Chi-Square Examples in R

02-20-2024

Back to ~/csb

Chi-Square Examples

Examples adapted from the following work:

Pagano, R. R. (2002). Understanding statistics in the behavioral sciences (6th ed.). Belmont, CA: Wadsworth.

There are two catches to be aware of when running chi-square tests in R:

• Don’t assume the vector of probabilities to be equal. See example below.
• Always check the degrees of freedom are correct for the test. If doing a ‘’chisq.test’’ on a table of data, if the table isn’t correct, the ‘’chisq.test’’ may look at the wrong relationships.
• For a Goodness-of-Fit Test, the $df = (k - 1)$.
• For a Test of Independence, the $df = (r - 1)(c -1)$

Chi-Square Single Variable (Goodness of Fit)

Based on pages 422-423 of the above book.

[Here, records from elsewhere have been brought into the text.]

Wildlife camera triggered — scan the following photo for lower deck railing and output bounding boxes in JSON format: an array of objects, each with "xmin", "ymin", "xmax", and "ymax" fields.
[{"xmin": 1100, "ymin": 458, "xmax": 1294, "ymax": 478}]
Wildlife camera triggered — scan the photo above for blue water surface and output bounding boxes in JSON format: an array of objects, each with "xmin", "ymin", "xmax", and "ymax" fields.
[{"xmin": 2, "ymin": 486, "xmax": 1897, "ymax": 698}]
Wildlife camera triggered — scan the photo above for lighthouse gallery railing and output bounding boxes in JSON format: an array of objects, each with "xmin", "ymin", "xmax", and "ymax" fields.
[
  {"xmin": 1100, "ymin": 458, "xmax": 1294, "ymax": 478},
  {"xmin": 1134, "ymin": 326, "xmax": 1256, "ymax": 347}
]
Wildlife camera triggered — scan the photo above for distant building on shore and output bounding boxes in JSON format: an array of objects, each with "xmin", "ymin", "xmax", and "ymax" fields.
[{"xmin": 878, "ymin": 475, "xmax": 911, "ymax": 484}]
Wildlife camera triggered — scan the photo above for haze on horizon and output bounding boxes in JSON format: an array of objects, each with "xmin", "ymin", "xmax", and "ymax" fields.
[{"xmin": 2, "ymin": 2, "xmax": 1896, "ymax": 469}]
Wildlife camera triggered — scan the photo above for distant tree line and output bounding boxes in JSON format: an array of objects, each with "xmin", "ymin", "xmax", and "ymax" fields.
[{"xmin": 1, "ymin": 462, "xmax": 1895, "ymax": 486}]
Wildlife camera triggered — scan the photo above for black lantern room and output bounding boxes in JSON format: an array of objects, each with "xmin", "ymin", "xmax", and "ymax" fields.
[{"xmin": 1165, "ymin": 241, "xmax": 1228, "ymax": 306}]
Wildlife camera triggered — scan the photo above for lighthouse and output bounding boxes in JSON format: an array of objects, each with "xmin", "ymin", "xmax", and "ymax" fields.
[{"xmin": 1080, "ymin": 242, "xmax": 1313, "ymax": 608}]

A researcher believes the ethnic populations of a city has changed since data was last taken. When data was last taken, the breakdown was:

• 53% Norwegian
• 32% Italian
• 8% Irish
• 5% Hispanic
• 2% Italian

New data is collected from a random sample of 750 inhabitants of the city. The results are:

Norwegian Swedish Irish Hispanic Italian
399 193 63 82 13

Use the ‘’chisq.test’’ and test the observed frequencies (the new count) against the percentages of the previous data (the null probabilities).

$H_0:$ The ethnic population has not changed in composition.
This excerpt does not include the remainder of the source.